The partnership lasted until Mourinho left to start his managerial career with Benfica in 2000 and the ties between the pair remain strong, with Mourinho paying tribute to his mentor when asked about van Gaal's influence on him.
"As a young coach to be working with Louis at a club like Barcelona was very important," Mourinho said.
"Everybody knows the respect I have for him. I never hide the respect, the relationship and the fact he was an important influence in my career.
"He knows what I feel about him. The world knows, because I never hide. What can I add?"
- Fantastic champion -
Van Gaal continued the mutual appreciation society, jumping to Mourinho's defence when quizzed about his spikey personality and penchant for acerbic outbursts.

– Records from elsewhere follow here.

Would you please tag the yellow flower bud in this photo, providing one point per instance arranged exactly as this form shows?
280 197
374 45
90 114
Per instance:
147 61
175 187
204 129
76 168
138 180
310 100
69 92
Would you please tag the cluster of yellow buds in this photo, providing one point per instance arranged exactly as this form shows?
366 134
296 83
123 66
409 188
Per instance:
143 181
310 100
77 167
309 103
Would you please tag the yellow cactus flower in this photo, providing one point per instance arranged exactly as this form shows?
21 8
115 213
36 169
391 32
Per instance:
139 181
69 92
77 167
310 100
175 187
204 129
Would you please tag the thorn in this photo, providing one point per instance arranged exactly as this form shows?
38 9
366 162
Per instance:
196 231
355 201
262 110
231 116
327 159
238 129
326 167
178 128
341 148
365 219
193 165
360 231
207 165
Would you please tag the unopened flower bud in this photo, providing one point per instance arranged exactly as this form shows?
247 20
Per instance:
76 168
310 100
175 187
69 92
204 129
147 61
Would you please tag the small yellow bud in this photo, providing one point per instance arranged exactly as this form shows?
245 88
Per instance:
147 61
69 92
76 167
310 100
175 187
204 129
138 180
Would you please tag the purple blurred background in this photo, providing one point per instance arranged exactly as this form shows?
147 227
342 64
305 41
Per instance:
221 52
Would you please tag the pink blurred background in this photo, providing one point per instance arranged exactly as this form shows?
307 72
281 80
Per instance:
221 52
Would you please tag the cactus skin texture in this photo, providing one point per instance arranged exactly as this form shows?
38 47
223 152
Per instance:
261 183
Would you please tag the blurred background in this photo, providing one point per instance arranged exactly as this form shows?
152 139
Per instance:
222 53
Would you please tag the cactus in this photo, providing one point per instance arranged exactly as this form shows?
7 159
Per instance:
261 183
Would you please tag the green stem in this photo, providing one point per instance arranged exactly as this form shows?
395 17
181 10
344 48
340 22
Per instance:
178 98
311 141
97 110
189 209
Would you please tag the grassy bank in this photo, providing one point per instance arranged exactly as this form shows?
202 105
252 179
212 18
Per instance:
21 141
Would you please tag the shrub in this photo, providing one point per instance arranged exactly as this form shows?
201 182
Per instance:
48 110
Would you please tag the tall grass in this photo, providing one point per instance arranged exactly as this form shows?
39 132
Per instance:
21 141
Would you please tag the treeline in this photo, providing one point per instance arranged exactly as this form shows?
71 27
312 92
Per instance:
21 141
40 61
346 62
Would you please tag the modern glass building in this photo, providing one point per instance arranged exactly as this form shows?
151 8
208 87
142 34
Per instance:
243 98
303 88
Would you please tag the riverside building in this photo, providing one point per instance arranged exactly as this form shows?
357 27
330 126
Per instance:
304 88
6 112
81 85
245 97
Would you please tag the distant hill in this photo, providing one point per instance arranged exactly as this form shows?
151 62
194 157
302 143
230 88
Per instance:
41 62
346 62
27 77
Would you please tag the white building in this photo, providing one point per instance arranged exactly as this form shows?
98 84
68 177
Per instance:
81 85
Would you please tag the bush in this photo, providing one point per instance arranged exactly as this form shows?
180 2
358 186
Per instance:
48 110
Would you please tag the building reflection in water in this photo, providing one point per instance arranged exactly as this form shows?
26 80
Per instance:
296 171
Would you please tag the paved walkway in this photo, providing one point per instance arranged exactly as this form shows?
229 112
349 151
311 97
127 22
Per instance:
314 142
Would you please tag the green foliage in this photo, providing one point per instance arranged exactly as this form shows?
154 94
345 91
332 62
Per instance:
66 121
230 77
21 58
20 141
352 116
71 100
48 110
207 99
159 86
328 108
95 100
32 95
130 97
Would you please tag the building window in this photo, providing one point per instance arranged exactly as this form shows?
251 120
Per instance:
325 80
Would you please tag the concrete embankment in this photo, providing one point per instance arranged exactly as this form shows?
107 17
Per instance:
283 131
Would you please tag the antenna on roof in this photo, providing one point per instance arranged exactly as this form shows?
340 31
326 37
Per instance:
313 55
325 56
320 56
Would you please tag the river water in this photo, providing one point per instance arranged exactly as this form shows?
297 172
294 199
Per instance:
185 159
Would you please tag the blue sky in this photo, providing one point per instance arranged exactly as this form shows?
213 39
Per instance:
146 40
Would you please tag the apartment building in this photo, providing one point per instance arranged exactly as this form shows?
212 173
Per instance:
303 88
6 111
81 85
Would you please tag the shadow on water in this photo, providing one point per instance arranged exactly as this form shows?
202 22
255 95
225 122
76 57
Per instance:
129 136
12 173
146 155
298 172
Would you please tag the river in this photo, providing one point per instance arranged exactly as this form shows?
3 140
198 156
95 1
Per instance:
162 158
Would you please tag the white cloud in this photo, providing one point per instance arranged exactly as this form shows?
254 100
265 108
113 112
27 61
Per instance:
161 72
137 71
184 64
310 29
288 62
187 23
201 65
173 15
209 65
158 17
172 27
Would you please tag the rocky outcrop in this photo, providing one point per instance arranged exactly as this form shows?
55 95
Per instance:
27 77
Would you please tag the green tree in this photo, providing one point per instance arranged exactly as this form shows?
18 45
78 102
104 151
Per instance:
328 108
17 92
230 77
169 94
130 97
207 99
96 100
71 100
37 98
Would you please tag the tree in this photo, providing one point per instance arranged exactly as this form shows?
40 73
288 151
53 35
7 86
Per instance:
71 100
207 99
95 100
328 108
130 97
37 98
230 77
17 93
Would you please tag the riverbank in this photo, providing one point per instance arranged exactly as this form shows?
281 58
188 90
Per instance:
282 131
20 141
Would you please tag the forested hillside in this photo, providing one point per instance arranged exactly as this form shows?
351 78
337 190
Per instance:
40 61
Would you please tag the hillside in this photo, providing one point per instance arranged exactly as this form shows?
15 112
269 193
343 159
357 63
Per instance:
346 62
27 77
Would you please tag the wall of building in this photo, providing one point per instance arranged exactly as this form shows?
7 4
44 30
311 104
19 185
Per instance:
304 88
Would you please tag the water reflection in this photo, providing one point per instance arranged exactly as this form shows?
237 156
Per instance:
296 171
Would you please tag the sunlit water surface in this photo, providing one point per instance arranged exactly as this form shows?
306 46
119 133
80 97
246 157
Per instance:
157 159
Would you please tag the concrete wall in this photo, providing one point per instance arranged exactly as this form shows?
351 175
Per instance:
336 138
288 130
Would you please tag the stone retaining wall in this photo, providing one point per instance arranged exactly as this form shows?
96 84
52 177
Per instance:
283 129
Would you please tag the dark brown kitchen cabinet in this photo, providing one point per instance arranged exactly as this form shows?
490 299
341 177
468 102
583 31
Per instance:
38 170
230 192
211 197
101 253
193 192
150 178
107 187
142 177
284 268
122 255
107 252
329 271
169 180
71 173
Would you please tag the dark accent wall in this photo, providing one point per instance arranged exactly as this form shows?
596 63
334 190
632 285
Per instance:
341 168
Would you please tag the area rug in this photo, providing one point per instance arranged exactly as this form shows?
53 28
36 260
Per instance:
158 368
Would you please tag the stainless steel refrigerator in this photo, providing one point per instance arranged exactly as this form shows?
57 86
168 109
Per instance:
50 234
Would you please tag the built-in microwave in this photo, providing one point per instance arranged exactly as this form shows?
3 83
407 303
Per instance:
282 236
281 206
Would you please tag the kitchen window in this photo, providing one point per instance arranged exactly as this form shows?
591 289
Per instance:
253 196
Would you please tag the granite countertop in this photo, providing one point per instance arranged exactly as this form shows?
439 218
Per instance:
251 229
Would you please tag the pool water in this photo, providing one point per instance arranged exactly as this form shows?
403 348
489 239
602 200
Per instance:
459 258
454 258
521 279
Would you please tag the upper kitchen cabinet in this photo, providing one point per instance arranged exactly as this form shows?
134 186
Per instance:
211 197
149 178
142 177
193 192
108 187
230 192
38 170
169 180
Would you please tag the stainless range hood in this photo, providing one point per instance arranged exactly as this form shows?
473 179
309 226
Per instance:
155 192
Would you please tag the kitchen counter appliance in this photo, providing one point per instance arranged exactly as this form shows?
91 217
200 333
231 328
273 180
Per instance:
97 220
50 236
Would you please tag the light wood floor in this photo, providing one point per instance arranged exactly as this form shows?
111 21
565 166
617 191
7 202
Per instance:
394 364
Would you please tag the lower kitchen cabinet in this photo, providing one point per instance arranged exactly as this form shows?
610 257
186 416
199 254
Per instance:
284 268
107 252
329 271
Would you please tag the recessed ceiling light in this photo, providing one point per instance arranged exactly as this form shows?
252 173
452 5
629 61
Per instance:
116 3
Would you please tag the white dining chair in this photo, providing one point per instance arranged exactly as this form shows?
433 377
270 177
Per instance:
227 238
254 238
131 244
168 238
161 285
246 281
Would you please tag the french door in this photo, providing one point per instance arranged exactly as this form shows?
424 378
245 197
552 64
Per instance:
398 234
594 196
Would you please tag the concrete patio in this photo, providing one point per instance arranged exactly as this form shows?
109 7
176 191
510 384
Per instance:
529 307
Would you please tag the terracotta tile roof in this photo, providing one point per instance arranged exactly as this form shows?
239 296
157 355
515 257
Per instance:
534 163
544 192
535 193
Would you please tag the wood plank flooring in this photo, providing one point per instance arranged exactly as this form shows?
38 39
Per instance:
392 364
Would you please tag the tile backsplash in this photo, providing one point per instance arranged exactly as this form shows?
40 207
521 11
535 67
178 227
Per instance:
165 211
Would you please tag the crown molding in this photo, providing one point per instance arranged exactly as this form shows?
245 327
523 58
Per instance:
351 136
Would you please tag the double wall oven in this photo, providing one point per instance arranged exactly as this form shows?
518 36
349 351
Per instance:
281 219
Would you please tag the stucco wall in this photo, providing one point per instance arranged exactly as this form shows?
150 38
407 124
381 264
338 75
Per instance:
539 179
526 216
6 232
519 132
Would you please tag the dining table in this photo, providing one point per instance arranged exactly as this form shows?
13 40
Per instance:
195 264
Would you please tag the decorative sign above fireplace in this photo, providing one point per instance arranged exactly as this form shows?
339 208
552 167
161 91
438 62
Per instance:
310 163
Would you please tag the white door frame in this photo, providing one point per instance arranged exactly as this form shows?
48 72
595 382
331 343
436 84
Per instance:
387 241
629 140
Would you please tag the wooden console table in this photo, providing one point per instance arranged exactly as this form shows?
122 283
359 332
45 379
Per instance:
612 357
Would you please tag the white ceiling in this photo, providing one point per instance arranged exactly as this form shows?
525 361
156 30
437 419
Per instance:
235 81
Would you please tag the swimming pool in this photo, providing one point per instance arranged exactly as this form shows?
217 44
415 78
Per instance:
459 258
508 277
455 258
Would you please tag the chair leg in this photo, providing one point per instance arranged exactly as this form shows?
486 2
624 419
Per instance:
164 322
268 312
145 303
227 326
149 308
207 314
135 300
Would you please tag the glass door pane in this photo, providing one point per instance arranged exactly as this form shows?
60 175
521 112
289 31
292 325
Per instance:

"He's such a wonderful coach and to see that he's been a champion in different countries is fantastic," van Gaal said.
"He is a very modest and emotional human being, and I like that.
"He's very special but he is very special for me because I've worked with him and we've continued our relationship, which in the football world is not always normal. That's nice."
Despite boasting two of the sport's most enviable CVs, they have met only once before as managers in the 2010 Champions League final, with Mourinho's Inter Milan beating van Gaal's Bayern Munich 2-0.
And, while nothing is likely to shake their friendship, van Gaal would dearly love to avenge that result and show his old pupil that the teacher is still a force to be reckoned himself.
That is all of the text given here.